To help make it easier for us to investigate your issue, please follow the contributing instructions.

w0d4 commented 1 year ago

I can approve that. Upgraded to python 3.10.10 a few minutes ago and whipper is not working anymore.

MerlijnWajer commented 1 year ago

I think that changing whipper/image.toc.py to open the file with different encoding will probably help. Instead of:

        with open(self._path) as f:
            content = f.readlines()

maybe try:

        with open(self._path, 'rb') as f:
            content = f.readlines()
MerlijnWajer commented 1 year ago

(This is on line 202 - 203)

elomatreb commented 1 year ago

I was getting this too, it's caused by an uninitialized memory access in cdrdao: https://github.com/cdrdao/cdrdao/pull/21

rndmc12 commented 1 year ago

Thanks for the feedback. With Arch cdrdao was pushed to 1.2.5 recently and whipper works again after downgrading cdrdao to the previous 1.2.4. Same applies in a fedora machine, which ships python 3.10.10 and cdrdao 1.2.4. Looks like a good catch to me.

MerlijnWajer commented 1 year ago

Are you saying that cdrdao breaks only with a recent Python? It seemed to me like we have two separate issues:

  1. whipper assumes the cdrdao file contains valid utf-8
  2. cdrdao broke in some cases
MerlijnWajer commented 1 year ago

But if all the users on this issue use the same linux distro, it sounds like the only breaking change could indeed be cdrdao... :)

elomatreb commented 1 year ago

I don't think this is related to Python specifically. Looking at https://docs.python.org/3.10/whatsnew/changelog.html#python-3-10-10-final, I don't see any relevant changes.

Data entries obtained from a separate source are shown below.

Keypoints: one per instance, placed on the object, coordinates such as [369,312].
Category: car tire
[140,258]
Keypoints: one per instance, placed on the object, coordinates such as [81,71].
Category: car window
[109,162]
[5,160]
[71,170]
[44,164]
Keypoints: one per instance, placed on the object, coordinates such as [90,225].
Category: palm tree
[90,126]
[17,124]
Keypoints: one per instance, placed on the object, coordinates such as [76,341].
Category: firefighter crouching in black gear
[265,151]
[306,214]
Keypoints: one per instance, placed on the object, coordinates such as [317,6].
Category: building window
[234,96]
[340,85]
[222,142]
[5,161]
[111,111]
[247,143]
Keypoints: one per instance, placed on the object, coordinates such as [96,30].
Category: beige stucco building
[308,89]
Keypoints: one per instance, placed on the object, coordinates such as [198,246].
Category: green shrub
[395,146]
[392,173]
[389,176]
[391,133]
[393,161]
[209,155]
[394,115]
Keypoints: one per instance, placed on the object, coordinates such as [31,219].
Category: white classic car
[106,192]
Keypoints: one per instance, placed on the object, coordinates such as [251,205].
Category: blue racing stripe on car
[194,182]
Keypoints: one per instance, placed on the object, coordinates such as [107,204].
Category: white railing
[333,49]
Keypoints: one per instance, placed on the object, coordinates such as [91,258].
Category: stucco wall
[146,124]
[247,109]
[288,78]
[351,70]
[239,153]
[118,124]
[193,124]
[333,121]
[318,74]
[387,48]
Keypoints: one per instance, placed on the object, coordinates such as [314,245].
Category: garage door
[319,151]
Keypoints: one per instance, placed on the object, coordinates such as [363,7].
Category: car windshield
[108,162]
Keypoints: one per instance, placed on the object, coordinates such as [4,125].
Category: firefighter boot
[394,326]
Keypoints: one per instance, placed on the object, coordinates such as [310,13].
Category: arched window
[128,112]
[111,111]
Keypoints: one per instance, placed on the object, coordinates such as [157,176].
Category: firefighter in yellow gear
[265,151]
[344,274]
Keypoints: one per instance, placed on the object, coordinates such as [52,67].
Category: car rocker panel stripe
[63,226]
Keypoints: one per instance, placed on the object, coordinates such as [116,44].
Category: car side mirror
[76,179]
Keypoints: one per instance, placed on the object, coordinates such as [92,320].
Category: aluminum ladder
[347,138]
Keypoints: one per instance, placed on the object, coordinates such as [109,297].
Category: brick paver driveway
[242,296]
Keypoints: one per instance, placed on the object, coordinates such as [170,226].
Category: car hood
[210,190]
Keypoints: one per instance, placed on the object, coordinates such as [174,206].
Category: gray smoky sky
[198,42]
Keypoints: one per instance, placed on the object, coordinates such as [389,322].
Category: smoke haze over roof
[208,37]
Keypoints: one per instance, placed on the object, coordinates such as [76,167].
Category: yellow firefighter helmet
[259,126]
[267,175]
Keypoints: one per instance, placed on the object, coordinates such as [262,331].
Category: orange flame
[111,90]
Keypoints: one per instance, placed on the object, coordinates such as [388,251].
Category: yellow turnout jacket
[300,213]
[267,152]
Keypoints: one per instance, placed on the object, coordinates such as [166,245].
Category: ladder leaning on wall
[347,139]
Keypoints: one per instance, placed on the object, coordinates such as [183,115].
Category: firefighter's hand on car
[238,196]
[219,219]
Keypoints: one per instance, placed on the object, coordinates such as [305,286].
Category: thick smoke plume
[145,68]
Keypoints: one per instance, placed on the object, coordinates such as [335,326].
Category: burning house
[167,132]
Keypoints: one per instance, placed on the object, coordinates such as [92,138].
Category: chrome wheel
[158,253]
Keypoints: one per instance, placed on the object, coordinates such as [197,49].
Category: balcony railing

The bug in cdrdao is an undefined behavior bug, which means that the previous build in Arch may just have gotten lucky and not exhibited the problem. It just happened to break the UTF-8 assumption, but I also had runs where it named the output files as some arbitrary shared object file linked into the binary or just segfaulted directly.

rndmc12 commented 1 year ago

Well, I've used whipper a few times after cdrdao got rolled to 1.2.5 without any issues, python was upgraded a month after cdrdao only. So, it is peculiar indeed. That's why I suspected the linked PEP, which is mentioned for 3.10.10, but that was more blind fishing than anything else :) I stick to the downgrade for now and watch for @elomatreb 's merge request; cdrdao got a --no utf-8 option in the last release after all.

boustrophedon commented 1 year ago

I'm also on arch and ran into this issue. Downgrading to cdrdao 1.2.4 works for me.

Inky1003 commented 1 year ago

For those using Arch and too lazy to search for the package:

pacman -U https://archive.archlinux.org/packages/c/cdrdao/cdrdao-1.2.4-2-x86_64.pkg.tar.zst

PS: The link MAY be dead in the future. Be sure to have a local copy of It if that happens.

rndmc12 commented 11 months ago

The Arch packager has thankfully pulled @elomatreb 's patch and shipped a patched cdrdao 1.2.5-2 I have just done one rip with the package and it worked again first try.

rndmc12 commented 11 months ago

I have ripped about a dozen CDs since the update to 1.2.5-2 on Arch and have not noticed issues. Hence, I close this issue as fixed by above linked cdrdao patch. Thanks.

Be-ing commented 9 months ago

dnf downgrade cdrdao works around the bug on Fedora 38.